A novel link prediction approach for scale-free networks BIBAFull-Text 1333-1338
  Chungmok Lee; Minh Pham; Norman Kim; Myong K. Jeong; Dennis K. J. Lin; Wanpracha Art Chavalitwongse
The link prediction problem is to predict the existence of a link between every node pair in the network based on the past observed networks arising in many practical applications such as recommender systems, information retrieval, and the marketing analysis of social networks. Here, we propose a new mathematical programming approach for predicting a future network utilizing the node degree distribution identified from historical observation of the past networks. We develop an integer programming problem for the link prediction problem, where the objective is to maximize the sum of link scores (probabilities) while respecting the node degree distribution of the networks. The performance of the proposed framework is tested on the real-life Facebook networks. The computational results show that the proposed approach can considerably improve the performance of previously published link prediction methods.

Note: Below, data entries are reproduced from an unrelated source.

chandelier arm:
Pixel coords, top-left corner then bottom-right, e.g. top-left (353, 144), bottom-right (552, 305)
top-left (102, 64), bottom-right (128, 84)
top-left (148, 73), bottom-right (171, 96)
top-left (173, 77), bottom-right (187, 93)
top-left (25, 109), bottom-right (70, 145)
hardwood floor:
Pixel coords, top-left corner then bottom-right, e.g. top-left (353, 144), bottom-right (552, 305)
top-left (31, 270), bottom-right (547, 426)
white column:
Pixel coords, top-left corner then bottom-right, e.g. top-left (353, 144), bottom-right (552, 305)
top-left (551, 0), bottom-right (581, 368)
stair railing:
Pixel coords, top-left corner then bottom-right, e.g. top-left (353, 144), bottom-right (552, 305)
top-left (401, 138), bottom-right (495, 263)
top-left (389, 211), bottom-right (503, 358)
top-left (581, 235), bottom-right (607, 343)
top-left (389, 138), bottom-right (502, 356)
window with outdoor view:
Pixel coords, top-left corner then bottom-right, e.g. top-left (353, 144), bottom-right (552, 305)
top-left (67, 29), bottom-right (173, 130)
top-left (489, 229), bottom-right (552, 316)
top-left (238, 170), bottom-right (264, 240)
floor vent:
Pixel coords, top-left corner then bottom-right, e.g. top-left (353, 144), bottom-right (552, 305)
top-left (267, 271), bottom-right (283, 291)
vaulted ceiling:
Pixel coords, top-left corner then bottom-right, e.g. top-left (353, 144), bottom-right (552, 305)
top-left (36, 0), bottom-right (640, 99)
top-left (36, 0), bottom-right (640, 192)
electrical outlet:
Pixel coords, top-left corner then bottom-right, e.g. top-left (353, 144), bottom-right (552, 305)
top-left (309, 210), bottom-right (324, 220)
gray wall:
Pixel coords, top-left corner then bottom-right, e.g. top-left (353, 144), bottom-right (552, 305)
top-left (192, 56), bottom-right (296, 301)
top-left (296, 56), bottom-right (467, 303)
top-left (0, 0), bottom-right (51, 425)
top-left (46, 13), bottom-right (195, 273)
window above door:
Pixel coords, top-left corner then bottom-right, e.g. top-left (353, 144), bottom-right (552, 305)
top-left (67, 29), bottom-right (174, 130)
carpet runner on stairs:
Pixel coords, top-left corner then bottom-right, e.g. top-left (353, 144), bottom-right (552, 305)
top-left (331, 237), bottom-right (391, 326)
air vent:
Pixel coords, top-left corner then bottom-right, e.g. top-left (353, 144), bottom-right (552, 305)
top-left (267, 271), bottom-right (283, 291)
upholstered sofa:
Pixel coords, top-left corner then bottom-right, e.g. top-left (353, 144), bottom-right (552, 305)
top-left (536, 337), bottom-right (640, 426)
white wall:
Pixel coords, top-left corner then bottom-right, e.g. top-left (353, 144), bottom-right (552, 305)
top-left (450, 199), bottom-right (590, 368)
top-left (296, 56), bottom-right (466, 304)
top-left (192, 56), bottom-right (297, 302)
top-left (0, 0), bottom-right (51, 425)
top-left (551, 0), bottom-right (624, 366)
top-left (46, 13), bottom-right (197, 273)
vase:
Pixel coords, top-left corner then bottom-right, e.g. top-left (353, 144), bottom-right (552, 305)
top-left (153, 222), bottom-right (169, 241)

Pruned labeling algorithms: fast, exact, dynamic, simple and general indexing scheme for shortest-path queries BIBAFull-Text 1339-1340
  Takuya Akiba
Shortest-paths and distances are two of the most fundamental notions for pairs of nodes on a network, and thus they play an important role in a wide range of applications such as network analysis and network-aware search. In this talk, I will introduce our indexing method for efficiently answering shortest-paths, referred to as pruned landmark labeling (SIGMOD'13). In spite of its simplicity, it significantly outperforms previous indexing methods in both scalability and query time. Moreover, interestingly, it turned out that the algorithm automatically exploits the common structures of real networks. We also briefly mention its variants: pruned path labeling (CIKM'13), pruned highway labeling (ALENEX'14) and historical pruned landmark labeling (WWW'14).